- Jahlieh Location in Lebanon
- Coordinates: 33°39′58″N 35°31′6″E﻿ / ﻿33.66611°N 35.51833°E
- Country: Lebanon
- Governorate: Mount Lebanon
- District: Chouf

Population
- • Total: 5,500

= Jahlieh =

Jahlieh (جاهلية) is a village in the Chouf District of the Mount Lebanon Governorate in Lebanon, located 35 km southeast of Beirut with an altitude ranging between 400 and 650 m above sea level and a total land area of 250 ha. Jahlieh is bordered by villages of Daraya, Binwayte, Deir Dourit, Baakline.

The population is around 5,500 and the number of houses is around 600. Its inhabitants are predominantly Druze.

Between the villages of Jahlieh, Baaklin and Deir Dourit, Bkerzay is a domain created by Ramzi Salman, architect and entrepreneur whose objective is to revitalize this green rural spot by preserving and promoting Lebanese vernacular architecture, local crafts, terroir products and nature conservation.

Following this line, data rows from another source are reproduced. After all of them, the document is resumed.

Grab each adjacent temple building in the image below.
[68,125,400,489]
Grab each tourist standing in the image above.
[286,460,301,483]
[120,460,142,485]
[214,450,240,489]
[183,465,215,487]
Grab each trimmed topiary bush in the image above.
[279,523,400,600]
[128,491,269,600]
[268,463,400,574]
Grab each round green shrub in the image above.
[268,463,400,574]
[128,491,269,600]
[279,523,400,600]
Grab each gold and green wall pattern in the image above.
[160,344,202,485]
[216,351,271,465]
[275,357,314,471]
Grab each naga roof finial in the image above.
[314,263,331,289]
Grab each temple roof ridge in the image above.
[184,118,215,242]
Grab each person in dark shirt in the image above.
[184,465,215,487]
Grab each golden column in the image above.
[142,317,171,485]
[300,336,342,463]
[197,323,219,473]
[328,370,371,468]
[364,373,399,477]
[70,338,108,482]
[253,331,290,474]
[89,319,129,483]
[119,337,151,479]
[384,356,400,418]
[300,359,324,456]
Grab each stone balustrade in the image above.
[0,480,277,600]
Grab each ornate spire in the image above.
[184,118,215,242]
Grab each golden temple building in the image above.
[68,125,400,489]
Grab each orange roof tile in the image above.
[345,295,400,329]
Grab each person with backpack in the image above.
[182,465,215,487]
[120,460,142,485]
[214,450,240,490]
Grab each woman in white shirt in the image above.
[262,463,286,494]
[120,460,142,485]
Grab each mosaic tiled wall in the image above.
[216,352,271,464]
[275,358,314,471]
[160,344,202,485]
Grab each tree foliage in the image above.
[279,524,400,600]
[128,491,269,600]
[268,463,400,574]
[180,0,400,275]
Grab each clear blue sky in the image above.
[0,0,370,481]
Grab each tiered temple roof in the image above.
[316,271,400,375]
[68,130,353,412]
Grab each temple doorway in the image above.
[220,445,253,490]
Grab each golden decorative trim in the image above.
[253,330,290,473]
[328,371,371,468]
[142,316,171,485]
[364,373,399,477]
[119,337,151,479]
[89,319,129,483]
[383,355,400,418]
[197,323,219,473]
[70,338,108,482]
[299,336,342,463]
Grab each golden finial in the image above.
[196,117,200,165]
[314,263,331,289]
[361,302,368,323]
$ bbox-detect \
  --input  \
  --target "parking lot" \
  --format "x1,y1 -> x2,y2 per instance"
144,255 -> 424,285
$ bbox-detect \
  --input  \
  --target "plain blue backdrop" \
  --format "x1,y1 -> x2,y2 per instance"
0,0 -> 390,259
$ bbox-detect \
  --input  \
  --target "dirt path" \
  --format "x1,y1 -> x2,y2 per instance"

The domain includes a stone guest houses hotel, restaurants, a piazza with shops and café, a pottery workshop, a pottery learning workshop, a traditional hammam, outdoor heated pools and hiking trails combined between the woods of Berzay and the adjacent Herch Baakline reserve. The project was started in 2010 and has grown into a green preservation village in 2017. Salman, helped by local peasants Nabil Chaaya, Youssef Mallat and Selim Mouzannar has transformed Bkerzay into a noticeable eco-tourism destination in the Chouf mountains, Lebanon.